In most other ‘old’ European jurisdictions many of these practices are straightforwardly illegal.

Most readers of this blog will be on their second set of dentures before any progress is made on the legal proceedings front in Ireland it seems from reading the weekend reports about Pat Rabbitte’s frustration.

The bank was nationalized under Lenihan and Cowen with the promise that an assessor would be appointed. No assessor has been appointed. The Revenue have not unambiguously stated how the treatment of losses should be presented. It is all very Irish.

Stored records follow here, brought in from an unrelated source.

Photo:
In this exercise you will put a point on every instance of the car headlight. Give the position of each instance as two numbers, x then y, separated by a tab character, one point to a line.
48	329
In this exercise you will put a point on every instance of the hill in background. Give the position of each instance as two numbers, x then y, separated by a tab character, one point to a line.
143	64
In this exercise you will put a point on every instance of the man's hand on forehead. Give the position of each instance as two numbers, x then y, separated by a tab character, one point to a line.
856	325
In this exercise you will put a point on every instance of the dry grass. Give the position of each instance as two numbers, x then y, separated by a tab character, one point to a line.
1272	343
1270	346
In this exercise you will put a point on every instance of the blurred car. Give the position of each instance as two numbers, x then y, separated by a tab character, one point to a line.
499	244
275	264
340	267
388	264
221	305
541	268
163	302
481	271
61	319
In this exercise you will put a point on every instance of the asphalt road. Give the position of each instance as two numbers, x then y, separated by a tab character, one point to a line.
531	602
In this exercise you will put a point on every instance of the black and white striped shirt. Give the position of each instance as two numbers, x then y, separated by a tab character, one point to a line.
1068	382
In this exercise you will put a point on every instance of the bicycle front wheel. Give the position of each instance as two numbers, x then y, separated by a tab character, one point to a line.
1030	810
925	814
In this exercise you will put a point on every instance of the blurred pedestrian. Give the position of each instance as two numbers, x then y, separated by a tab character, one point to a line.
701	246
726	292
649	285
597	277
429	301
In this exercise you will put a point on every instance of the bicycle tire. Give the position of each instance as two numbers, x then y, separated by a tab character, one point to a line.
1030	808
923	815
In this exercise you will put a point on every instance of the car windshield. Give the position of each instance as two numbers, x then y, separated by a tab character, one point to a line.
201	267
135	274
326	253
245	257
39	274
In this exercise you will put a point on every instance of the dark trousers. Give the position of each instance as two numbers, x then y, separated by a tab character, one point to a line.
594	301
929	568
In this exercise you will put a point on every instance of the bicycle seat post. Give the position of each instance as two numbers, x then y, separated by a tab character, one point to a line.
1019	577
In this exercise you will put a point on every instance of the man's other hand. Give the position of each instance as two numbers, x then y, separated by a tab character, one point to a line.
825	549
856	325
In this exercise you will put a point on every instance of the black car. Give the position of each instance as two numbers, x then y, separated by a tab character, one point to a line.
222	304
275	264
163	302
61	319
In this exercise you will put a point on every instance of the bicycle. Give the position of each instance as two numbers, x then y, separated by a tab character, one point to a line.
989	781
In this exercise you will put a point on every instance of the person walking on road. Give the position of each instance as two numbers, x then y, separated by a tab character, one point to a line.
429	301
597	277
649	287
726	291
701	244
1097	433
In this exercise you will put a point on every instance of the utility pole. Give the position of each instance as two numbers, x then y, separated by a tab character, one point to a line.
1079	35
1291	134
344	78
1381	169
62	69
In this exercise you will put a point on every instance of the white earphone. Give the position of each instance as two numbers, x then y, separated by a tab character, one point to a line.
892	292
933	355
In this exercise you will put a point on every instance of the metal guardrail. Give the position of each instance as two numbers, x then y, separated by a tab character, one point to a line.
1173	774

The current government has also chosen to turn a blind eye and deaf ear to shareholder requests for compensation. Meanwhile a lot of big fish are looked after.

When /if Ireland gets back into the markets what sort of ineptitude/venality spread is likely to be built into yields versus risk free to allow for the past history of non- management of sov-killing risks like Anglo ?

@ Blucher

Huh? It doesn’t appear as if you had any comments above. Or at least any which were able to pass the fairly low bar required to post on here without being deleted…

@FactFinder

The March 2008 data is from an SEC filing in the USA. It can be found here (in the file scanned.pdf)

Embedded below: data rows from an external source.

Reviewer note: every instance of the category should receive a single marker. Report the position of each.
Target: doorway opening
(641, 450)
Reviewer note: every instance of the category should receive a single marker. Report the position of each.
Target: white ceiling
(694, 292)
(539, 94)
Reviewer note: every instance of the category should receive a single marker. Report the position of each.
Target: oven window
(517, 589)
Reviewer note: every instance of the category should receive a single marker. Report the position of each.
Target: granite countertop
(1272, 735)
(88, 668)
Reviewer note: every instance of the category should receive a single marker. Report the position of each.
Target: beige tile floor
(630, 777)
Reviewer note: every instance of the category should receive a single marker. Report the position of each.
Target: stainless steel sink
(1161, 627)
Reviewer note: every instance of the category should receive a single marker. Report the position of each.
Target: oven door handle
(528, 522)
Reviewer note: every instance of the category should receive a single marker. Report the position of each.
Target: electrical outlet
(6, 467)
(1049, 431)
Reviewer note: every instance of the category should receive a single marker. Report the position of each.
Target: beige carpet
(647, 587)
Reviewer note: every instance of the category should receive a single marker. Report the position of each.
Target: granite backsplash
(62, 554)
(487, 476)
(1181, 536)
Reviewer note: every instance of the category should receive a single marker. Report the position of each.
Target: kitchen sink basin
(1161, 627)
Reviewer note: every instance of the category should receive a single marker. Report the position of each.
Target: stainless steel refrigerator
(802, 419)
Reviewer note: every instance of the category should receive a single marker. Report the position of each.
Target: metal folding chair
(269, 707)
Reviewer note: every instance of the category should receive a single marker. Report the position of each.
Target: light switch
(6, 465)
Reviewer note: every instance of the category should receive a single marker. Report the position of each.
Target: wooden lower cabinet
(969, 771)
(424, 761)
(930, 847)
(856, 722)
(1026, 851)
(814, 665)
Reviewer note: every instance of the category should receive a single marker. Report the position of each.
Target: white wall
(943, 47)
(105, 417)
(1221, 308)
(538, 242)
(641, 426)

The year-end data is taken from an EU State Aid submission, link in next post.

Does anyone support tossing all these Trackers into IBRC?

Extending its odious lifetime from 10 to 30 or 50 years!

@ DoD

The problem is that the banks are near un-sellable with unknown cost of the tracker mortgages imbedded in them as is. Any other solutions?

@BeB

How much? Spose Joe & Joan saddled with any losses?

Who’s gonna buy AIB?

@ DoD

to take them off the books right now would probably involve a right down of 15-20% of principal outstanding on the stuff not in arrears (the mortgage brokers estimate seems slightly simplistic in that it seems to assume there is no probability of paying it off early). Ivan Yeats noted it before that the bank bailout was a bailout if tracker mortgage holders aswell.

@ DOD

Sorry – there was a suggestion last week by the mortgage brokers that people on tracker mortgages shud seek a 25% write down to come off it snd go on SVR instead

@BeB

In essence, we take yet another ‘known unknown’ into IBRC and onto the citizenry of the state; a twin for NAMA. This appears to be Gov Policy at the mo … and I suppose some more ‘creative accounting’ for GrossGovDebt which will certainly fool no potential buyers of any SovBonds in future.

It’s gettin worser ..

@ Jagdip.

Wow I hadnt been aware of the Cardiff cables. Why wasn’t this brought up by the media during the more recent controversy with Cardiff?

I think Alan Ahern should reply to your question but no doubt he wont.

I think the answer would become a lot clearer if we knew who some of the 50 billion worth of depositors were?
In the interest of transparency some Rogue TD should ask a parlimentary question. How many members of the government or TD’s had deposits in Anglo?